Methods: The available data of patients with EPC of the breast were reviewed at a tertiary breast cancer unit over a period of 10 years (2009-2019) and the concordance between core needle biopsy and final histology was assessed. We also carried out a detailed review of the available literature to inform best practice guidance for management of the axilla.

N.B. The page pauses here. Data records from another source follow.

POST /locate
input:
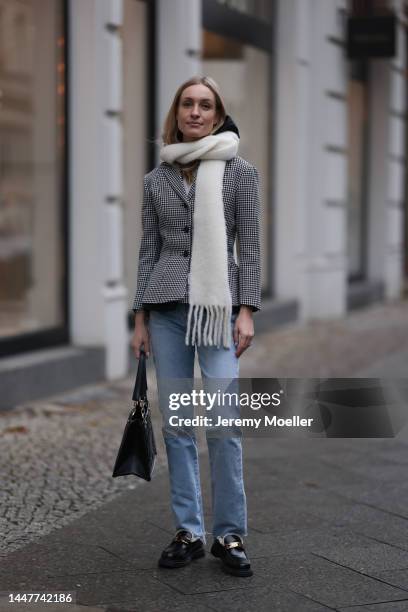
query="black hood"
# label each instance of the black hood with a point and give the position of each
(228, 126)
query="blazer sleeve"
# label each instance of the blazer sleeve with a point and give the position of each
(150, 245)
(248, 234)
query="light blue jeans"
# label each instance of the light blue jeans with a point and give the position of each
(173, 359)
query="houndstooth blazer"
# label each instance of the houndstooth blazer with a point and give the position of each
(167, 221)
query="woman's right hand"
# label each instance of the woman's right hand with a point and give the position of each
(141, 336)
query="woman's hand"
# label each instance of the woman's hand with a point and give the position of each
(141, 336)
(243, 330)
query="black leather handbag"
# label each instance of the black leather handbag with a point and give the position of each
(137, 451)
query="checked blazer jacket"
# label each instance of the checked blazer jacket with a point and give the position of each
(166, 245)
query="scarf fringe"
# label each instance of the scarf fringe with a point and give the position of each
(217, 328)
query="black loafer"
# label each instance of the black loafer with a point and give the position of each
(181, 550)
(232, 554)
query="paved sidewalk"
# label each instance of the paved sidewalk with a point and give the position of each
(328, 519)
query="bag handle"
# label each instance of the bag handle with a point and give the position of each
(140, 389)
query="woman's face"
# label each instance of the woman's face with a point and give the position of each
(196, 113)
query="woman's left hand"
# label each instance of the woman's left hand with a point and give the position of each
(243, 330)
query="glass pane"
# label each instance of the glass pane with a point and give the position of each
(32, 92)
(242, 72)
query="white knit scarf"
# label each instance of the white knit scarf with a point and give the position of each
(209, 287)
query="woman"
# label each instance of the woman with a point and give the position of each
(191, 295)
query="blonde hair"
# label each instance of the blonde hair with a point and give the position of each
(171, 133)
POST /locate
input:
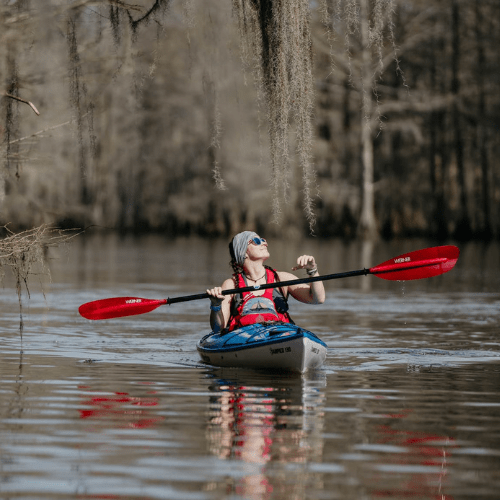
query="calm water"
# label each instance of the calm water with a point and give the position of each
(407, 405)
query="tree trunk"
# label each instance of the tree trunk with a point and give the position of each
(463, 229)
(485, 223)
(368, 223)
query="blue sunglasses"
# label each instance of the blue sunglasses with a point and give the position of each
(257, 241)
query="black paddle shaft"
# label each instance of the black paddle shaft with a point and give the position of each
(310, 279)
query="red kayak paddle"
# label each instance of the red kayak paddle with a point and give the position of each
(419, 264)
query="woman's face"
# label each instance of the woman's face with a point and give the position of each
(257, 249)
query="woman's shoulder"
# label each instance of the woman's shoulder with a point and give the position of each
(228, 284)
(286, 276)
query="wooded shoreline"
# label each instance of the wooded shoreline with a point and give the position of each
(157, 127)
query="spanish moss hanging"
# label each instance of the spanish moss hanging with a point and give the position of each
(277, 44)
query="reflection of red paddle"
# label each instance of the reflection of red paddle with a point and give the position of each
(415, 265)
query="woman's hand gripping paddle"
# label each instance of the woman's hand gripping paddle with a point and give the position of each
(419, 264)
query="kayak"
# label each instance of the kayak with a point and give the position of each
(271, 346)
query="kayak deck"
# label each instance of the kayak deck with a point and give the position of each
(272, 346)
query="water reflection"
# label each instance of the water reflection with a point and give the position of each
(421, 462)
(125, 410)
(269, 424)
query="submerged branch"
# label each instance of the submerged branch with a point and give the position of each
(24, 251)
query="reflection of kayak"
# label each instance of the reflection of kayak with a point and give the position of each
(278, 346)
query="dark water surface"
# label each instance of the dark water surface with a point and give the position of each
(406, 406)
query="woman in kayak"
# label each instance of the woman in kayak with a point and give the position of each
(248, 253)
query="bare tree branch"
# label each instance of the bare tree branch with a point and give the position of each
(29, 103)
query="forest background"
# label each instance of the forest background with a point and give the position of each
(144, 116)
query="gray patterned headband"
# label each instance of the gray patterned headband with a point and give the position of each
(240, 244)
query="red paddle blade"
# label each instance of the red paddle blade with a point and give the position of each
(118, 307)
(419, 264)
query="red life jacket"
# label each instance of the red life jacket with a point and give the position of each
(247, 308)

Results: During the study, a total of 37 EPC patients were identified, of whom 10 were excluded as they declined further treatment, providing us a study sample of 27 patients. The median age at diagnosis was 72 years (range 47-97) and the vast majority of patients (96%) were Estrogen Receptor (ER) positive. Of the 27 patients treated, 17 (63%) underwent a diagnostic axillary Sentinel Lymph Node Biopsy (SLNB). On the final histology, 13/27 (48%) proved to have invasive disease. A total of 5 (18%) patients had evidence of metastasis in the axillary nodes, of whom only 7% had macro-metastatic disease that warranted further axillary treatment. None of the treated patients had evidence of recurrence or distant metastatic disease, to date (median of 5 years of follow up).
Conclusions: Encysted papillary carcinoma is associated with a low incidence of axillary node involvement. SLNB should only be carried out when there is evidence of invasive cancer. An algorithm was developed to help guide management of the axilla in cases diagnosed with EPC on diagnostic core needle biopsy.